Yes, agreed we don't want to do this by hand. Perhaps we can derive the information from the demography debugger though?
Yes, agreed we don't want to do this by hand. Perhaps we can derive the information from the demography debugger though?
Yes, I think so, as long as we also start with the sampling information (which populations have lineages to start with, or at what times we draw lineages from a population if it's an ancient sample).
Edit: Maybe I'm a bit confused though - is the translation to slim actually based on parsing the text output of the debugger output, instead of the reading through list of demographic events, pop configs, and migration matrix?
Edit: Maybe I'm a bit confused though - is the translation to slim actually based on parsing the text output of the debugger output, instead of the reading through list of demographic events, pop configs, and migration matrix?
No, we never want to parse that output! We can access the information through attributes though, it's all in there before it gets printed out.
i think this function gets us most of the way there, no? https://github.com/tskit-dev/msprime/blob/8a39c401d1c817f4950b7fc486da8238b9fa76ec/msprime/simulations.py#L1547
I was thinking more of a function that says whether or not a lineage could be found in a given population at a given time. That function doesn't take into account MassMigration events that move lineages around, right? Is there a function in msprime that does this already? I didn't see one scrolling through the DemographyDebugger
class.
No, I don't think there is. Shouldn't be terribly hard to do though, right?
This shouldn't be hard to do at all, no. I can put something together soon that does that taking advantage of methods within the DemographyDebugger
class.
Great @apragsdale! Do you think #258 could be dealt with similarly?
Thanks @apragsdale, this sounds great. Perhaps it would make sense to make it a method of DemographyDebugger?
Yes, I think that makes sense to make it a method of the DemographyDebugger. Then I suppose I should open a PR on the msprime repo for that? Sorry in advance things will be a bit slower for me this week - traveling and visiting some family and friends.
Yes, I think it makes sense to do it on the msprime side. There's no hurry with this, it's a more long-term feature --- things will work without it. Enjoy your trip @apragsdale!

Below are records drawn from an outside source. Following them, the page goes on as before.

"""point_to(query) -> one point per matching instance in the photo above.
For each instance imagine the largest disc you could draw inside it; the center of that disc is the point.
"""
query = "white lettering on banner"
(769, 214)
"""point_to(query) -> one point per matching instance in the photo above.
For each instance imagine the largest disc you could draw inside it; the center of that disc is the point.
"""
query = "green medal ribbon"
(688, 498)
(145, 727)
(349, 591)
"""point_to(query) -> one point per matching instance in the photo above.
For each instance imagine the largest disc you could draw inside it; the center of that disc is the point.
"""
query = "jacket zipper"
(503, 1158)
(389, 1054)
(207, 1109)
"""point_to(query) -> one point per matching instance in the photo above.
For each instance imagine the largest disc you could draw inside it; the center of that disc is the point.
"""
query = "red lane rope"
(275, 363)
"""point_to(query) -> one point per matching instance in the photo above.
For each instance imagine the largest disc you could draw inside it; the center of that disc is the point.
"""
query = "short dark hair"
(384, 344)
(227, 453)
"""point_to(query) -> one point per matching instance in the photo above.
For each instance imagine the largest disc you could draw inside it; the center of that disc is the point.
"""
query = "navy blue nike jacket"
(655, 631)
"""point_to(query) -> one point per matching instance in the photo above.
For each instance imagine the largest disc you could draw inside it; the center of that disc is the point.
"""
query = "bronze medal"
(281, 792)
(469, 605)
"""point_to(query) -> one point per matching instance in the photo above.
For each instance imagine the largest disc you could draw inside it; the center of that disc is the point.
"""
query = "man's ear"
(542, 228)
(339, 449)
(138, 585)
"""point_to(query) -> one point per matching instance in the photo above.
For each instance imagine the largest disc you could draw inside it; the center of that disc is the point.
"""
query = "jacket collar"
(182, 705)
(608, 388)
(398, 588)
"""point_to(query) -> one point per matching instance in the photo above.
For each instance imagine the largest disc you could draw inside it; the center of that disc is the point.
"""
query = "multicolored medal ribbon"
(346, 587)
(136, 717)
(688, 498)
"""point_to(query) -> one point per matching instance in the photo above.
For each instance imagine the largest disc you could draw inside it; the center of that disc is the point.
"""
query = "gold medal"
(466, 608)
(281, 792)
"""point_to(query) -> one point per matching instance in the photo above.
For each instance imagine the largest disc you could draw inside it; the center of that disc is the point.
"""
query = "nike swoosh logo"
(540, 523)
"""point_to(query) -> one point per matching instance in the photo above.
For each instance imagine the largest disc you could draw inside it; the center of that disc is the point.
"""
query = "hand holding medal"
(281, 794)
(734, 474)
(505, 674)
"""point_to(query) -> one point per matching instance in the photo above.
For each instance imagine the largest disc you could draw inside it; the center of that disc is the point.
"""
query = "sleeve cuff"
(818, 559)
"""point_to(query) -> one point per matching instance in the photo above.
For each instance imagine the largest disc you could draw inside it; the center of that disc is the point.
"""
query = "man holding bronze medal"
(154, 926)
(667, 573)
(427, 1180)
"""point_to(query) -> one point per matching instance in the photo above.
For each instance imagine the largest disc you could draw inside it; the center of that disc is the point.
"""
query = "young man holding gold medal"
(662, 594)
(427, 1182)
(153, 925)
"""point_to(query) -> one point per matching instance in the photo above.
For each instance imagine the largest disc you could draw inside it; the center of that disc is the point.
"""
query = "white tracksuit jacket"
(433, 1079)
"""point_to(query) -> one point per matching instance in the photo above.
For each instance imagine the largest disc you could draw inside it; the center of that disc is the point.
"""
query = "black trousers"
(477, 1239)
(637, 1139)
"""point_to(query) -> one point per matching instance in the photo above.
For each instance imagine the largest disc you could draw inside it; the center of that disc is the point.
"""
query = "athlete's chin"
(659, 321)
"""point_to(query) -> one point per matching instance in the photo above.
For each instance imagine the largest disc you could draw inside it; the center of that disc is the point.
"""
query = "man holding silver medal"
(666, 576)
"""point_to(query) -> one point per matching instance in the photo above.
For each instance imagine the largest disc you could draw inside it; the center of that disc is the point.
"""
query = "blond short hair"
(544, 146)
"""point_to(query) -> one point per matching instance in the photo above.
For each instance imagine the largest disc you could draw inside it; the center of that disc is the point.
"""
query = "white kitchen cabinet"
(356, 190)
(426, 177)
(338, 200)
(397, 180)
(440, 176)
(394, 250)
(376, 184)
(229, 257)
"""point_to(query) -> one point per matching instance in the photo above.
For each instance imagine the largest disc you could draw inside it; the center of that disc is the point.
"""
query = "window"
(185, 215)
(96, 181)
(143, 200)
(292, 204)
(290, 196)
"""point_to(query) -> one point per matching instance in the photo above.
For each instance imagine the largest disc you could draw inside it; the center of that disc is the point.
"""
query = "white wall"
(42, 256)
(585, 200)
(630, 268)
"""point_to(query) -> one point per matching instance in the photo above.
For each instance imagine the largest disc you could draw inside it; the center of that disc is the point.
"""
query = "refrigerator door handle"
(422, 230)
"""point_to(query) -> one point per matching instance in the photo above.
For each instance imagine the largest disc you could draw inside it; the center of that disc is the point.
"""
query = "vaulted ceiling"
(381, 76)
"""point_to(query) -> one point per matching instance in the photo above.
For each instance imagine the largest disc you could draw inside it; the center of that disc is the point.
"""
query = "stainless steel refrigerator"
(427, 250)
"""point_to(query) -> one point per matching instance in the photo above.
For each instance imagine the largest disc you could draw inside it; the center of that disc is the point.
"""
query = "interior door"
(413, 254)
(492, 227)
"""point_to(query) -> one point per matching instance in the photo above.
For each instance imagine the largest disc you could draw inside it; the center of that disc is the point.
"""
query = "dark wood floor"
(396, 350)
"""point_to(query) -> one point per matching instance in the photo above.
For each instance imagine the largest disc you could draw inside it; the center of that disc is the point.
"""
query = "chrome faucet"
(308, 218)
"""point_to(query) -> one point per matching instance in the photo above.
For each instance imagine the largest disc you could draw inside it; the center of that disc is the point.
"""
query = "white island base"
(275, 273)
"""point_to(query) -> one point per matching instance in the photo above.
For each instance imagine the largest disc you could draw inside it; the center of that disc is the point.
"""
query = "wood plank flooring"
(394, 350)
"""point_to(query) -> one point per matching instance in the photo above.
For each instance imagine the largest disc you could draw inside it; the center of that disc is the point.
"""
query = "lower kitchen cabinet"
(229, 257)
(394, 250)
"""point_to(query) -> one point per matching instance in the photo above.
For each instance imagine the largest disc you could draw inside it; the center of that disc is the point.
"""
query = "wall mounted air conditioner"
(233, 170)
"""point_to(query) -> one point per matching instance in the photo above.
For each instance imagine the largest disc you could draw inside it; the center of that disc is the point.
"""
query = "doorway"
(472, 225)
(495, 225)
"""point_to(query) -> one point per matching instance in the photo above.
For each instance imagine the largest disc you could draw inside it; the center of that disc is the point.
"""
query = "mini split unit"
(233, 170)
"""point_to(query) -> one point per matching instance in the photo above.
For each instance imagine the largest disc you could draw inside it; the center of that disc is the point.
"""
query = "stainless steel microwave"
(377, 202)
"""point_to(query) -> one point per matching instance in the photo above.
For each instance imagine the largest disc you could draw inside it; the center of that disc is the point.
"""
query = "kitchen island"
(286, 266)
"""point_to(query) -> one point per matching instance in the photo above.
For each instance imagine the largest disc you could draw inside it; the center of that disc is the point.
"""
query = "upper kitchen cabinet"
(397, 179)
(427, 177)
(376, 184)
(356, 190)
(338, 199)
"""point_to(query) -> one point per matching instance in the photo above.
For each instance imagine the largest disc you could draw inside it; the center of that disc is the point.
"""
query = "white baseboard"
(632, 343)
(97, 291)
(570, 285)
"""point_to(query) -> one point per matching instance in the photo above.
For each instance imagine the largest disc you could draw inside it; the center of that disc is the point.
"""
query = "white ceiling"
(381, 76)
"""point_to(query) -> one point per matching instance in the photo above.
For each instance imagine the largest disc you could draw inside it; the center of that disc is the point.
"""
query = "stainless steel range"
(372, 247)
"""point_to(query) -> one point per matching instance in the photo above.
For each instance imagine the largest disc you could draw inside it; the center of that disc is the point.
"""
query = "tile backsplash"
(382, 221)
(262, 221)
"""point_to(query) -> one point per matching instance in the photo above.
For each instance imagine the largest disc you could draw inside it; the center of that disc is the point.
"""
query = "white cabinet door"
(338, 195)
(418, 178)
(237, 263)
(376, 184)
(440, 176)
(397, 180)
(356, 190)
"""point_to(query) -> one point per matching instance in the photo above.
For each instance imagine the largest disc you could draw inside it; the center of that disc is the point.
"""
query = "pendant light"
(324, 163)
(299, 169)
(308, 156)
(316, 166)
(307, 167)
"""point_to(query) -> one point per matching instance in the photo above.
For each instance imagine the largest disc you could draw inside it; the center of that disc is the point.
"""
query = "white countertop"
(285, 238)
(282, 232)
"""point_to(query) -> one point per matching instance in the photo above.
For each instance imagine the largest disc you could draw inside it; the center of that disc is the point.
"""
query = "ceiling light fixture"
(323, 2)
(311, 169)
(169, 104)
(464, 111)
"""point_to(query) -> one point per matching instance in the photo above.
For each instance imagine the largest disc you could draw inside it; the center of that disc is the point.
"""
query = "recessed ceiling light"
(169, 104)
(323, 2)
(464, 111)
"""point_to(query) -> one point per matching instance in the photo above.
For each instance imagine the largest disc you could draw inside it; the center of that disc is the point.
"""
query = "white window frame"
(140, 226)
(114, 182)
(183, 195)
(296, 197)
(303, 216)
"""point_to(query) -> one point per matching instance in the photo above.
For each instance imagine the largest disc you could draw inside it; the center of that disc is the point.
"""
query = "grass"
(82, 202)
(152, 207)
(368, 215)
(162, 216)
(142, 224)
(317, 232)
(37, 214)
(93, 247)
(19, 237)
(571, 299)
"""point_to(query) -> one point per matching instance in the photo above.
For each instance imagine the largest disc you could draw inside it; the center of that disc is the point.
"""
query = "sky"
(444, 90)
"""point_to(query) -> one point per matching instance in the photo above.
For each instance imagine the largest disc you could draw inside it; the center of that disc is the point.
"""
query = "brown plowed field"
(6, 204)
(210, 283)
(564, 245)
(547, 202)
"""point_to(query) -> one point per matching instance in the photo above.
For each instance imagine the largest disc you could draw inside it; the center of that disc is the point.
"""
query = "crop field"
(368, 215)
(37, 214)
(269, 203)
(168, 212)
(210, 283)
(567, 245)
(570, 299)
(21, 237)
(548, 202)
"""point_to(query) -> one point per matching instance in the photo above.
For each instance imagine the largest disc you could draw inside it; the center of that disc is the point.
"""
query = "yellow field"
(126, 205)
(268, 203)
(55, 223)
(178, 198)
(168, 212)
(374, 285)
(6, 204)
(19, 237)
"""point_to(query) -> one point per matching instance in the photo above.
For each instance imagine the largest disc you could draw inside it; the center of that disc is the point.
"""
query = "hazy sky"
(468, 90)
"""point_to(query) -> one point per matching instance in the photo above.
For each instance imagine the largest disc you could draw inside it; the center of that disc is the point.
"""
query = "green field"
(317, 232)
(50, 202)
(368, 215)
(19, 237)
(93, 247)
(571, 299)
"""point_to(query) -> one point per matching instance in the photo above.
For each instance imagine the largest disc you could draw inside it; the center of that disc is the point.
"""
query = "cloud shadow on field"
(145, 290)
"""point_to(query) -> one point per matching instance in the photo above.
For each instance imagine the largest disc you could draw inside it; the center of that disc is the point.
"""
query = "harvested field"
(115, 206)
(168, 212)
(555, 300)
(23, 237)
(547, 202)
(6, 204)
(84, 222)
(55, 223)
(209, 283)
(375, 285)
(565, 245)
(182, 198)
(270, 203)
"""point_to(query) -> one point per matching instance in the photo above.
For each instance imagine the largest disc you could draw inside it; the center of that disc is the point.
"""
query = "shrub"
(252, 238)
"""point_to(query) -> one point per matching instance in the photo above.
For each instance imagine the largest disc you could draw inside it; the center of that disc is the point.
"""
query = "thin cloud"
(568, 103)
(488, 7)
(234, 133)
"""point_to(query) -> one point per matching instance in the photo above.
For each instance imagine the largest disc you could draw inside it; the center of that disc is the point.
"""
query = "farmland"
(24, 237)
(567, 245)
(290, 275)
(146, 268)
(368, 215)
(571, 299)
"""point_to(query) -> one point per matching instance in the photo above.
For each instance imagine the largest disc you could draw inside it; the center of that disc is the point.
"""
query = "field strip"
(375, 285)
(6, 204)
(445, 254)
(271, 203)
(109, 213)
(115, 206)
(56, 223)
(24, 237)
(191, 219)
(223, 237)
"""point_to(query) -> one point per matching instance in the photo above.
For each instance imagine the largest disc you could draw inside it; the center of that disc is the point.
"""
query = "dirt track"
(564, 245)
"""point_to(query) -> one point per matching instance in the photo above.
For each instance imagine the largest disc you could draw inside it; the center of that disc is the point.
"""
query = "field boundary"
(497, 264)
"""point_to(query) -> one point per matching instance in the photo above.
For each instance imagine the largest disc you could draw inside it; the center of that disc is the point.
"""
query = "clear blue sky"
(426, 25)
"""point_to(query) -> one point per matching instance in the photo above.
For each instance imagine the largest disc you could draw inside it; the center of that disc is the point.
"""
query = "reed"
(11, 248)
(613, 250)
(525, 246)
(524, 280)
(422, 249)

Was an issue opened for this on the msprime repo? I don't see anything obvious there.
I'd like to close this issue if the fix is going to happen in an external repository.
No, I don't think we did. @apragsdale, would you mind following this up and creating an issue on msprime please?
Yes, really sorry, I had forgotten about this whole thing... I think I wrote up some function in the DemoraphyDebugger to return whether lineages can be found in each deme during epochs defined by times of events from the list of demographic_events
. I'll try to find that code and open a PR in the msprime repo now.
Ok, took a stab at this.. This feature of the DemographyDebugger is in this PR (https://github.com/tskit-dev/msprime/pull/969#issue-407583630).
Let me know what you think, or if it needs something different (or if there are mistakes).
Consider a GenericIM() model. The ancestral population with size NA should not exist in the SLiM simulation after time T. It currently does (without affecting N1 or N2), and this adds needless computational burden.
Another case is when no samples are requested from a population (or requested only at a specific time point), and there are no migrants from this population.